Is there any way to pass function as a parameter when starting a program in C? I am implementing an app for integral approximation, and all I need is to type a function I want to work with when starting the application. I tried (e.g.) 2/(2+2*x), but I only get back "2". When I write to application directly, there is no problem. Is there any simple way of getting this? Maybe redistribute it to more parameters? Like

app.c number number*x number *x*x number *x*x*x... ?

Thanks

Answer 1

This is not an answer.
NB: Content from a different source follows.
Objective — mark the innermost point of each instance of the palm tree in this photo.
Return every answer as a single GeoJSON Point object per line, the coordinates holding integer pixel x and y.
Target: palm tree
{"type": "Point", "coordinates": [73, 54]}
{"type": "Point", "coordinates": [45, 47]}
Just to show that it isn't so complicated:

#include <stdlib.h>
#include <stdio.h>
#include <string.h>
#include <assert.h>

typedef struct expr_s {
    char op;
    struct expr_s *exprA, *exprB;
    float value;
} expr;

int readExpr(expr *node, int argc, char *argv[]) {
    int argn = 1;
    assert(argc > 0);
    switch(argv[0][0]) {
    case '0' ... '9':
    case '-': case '.':
        node->op = '#'; // direct value
        node->value = atof(argv[0]);
        return 1;
    case 'x':
        if (argv[0][1] == '\0') { // variable
            node->op = 'x';
            return 1;
        }
        break;
    default: ;
    }
    // binary expr
    if (strcmp(argv[0], "mul") == 0) node->op = '*';
    else if (strcmp(argv[0], "add") == 0) node->op = '+';
    else if (strcmp(argv[0], "div") == 0) node->op = '/';
    else if (strcmp(argv[0], "sub") == 0) node->op = '-';
    else abort();
    node->exprA = (expr*)malloc(sizeof(expr));
    node->exprB = (expr*)malloc(sizeof(expr));
    argn += readExpr(node->exprA, argc-argn, argv+argn);
    argn += readExpr(node->exprB, argc-argn, argv+argn);
    return argn;
}

float evalExpr(expr *node, float x) {
    switch(node->op) {
    case '#': return node->value;
    case 'x': return x;
    case '*': return (evalExpr(node->exprA, x) * evalExpr(node->exprB, x));
    case '+': return (evalExpr(node->exprA, x) + evalExpr(node->exprB, x));
    case '/': return (evalExpr(node->exprA, x) / evalExpr(node->exprB, x));
    case '-': return (evalExpr(node->exprA, x) - evalExpr(node->exprB, x));
    default: abort();
    }
}

int main(int argc, char *argv[]) {
    expr rootExpr;
    float x;
    readExpr(&rootExpr, argc-1, argv+1);
    for(x=0; x < 5; x+=0.5) {
        printf("f(%f) = %f\n", x, evalExpr(&rootExpr, x));
    }
    return 0;
}

Rusult:

./playground div 2 add 2 mul 2 x
f(0.000000) = 1.000000
f(0.500000) = 0.666667
f(1.000000) = 0.500000
f(1.500000) = 0.400000
f(2.000000) = 0.333333
f(2.500000) = 0.285714
f(3.000000) = 0.250000
f(3.500000) = 0.222222
f(4.000000) = 0.200000
f(4.500000) = 0.181818

Note that if you'll use the reverse polish notation you'll see almost the same, but with stack of expr instead if subsequent call of readExpr.

Answer 2

Unfortunately, there is no built-in expression evaluator in C. If you only need simple expressions, and the syntax is not that important you could use reverse polish notation, as used by HP calculators way back. This system use a stack, entering a number pushes it on the stack, entering an operations pops values from the stack, calculates, and push them back. There is no need to handle parentheses, as expressions are typically written inside out.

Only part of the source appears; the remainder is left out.